Payton wondered how she instantly knew it was ‘work’ upon seeing her. Was this girl in the department, too?
“Well, I guess,” he said. “I guess she wants to talk about Jack.”
“Mm,” the girl said, and kissed his cheek. “I’ll get a shower. We never touched the coffee, so offer her some.”
He allowed Payton in as the girl gathered up her clothing from the floor. From the way it had been distributed, perhaps she’d been doing a striptease. From the way she wanted a shower though, it probably progressed beyond that.
Roy looked embarrassed as he led Payton to the dining table, but after the girl disappeared into the bedroom, Payton told him. “Don’t worry about it, Mendez. It’s perfectly normal for kids like you two.”
He cleared his throat and offered her a chair at the kitchen table.
The place was clean, but she suspected the girl didn’t live here. The atmosphere lacked the traces of air freshener and other touches a woman would bring to it.
While rummaging for mugs, he asked, “So what’s the news about Jack?”
“It’s not news about Jack, in a definitive sense,” she answered. “The investigators have ruled that there were no fatalities in the fire. We haven’t released that info to the press, though.”
“It was a request from our friends at the FBI. They believe that allies of the spook girl may show themselves if her survival is uncertain.”
Roy frowned. “Why would they assume she had allies? Do spooks work like that?”
She understood his confusion. After all, spook visits were always individual events, or seemed like it. They never appeared to have any coordination, or even any resemblance between their MOs. They were seemingly always unique phenomena.
Unless you had enough information to put the patterns together that is. Roy did not.
Payton pressed her lips together, then said, “I guess I can’t say anything about that. But Roy, do me a favor. Take a look at this.”

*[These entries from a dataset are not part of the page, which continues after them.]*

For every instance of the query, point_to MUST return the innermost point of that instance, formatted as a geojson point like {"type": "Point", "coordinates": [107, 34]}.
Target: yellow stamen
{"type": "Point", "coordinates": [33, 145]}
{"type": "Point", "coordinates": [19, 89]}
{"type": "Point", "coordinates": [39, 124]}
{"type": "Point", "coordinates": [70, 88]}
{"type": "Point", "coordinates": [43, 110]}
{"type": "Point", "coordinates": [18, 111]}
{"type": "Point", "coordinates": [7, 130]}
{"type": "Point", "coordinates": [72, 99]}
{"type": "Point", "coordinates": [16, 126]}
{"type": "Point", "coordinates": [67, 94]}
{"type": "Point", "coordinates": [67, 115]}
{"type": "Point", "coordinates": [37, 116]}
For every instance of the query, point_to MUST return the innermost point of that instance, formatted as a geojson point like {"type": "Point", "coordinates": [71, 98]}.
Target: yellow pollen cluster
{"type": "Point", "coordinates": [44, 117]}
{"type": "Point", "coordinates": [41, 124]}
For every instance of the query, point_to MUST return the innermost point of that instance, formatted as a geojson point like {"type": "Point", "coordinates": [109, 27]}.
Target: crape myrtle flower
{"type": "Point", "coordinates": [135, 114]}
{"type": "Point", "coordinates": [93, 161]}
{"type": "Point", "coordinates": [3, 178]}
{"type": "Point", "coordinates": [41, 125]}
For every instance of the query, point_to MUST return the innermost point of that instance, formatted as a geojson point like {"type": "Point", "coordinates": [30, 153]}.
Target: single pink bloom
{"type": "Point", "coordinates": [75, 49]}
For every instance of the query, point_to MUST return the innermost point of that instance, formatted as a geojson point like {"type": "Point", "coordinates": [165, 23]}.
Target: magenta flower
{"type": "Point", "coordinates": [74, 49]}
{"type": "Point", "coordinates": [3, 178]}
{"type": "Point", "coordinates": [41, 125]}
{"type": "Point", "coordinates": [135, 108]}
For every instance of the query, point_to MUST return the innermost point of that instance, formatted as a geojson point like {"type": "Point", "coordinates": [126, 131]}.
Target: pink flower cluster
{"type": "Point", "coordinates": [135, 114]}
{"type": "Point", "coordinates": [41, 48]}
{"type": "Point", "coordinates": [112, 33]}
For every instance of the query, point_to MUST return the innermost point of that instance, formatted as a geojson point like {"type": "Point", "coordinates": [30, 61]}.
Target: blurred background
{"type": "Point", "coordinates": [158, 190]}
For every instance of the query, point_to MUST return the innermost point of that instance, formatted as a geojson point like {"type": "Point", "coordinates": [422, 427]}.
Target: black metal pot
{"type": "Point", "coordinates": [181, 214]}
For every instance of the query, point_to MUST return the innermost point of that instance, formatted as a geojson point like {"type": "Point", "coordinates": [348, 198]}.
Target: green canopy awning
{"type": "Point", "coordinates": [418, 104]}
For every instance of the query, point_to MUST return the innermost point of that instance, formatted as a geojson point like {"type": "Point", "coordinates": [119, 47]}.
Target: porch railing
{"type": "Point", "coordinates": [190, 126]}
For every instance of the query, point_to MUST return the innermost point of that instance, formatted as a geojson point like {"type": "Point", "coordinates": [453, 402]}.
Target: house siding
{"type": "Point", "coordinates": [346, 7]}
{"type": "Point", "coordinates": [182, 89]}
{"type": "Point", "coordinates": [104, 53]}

She showed him several hardcopy photos.
The photos were of the spook in quasi-middle-eastern dress. It didn’t look quite like what Roy would have seen in the military. The headdress was definitely different, although a cloth piece like a hijab covered the face. She had her arms around what appeared to be a wounded or exhausted police officer. From the scaling, she had to be quite tall.
“Security cam photos?”
“You can’t tell from the angle, but these were taken outside that warehouse complex during the fire.”
“So that’s me?” he guessed
She didn’t answer. There was no point in pointing out a stupid question.
The last two photos were the most surprising. In the second-to-last, she knelt next to the officer where she had laid him on the pavement, apparently checking his condition, and in very clear evidence, a long sword was hanging from her hip. And in the last, she stood next to him, holding out her bare hand with fingers spread, but she appeared to be projecting light onto his face as if her hand were a flashlight.
“Another spook girl?” he wondered.
Payton tipped her head. “You’re certain this is a woman?”
He frowned, scowling at the photos again. They weren’t very high resolution, and the robes were such that one couldn’t see the figure. The person was tall and, by the evidence as the person helped the officer, quite strong. But he immediately believed this was a woman.
“Maybe… I’m used to women dressing like that? In the Army, I was mostly in Pakistan and Yemen.”
She stared at him a bit longer, then nodded. At best, it was only a thin suggestion that the man might still remember something. She would probably have to give up on him regaining that memory.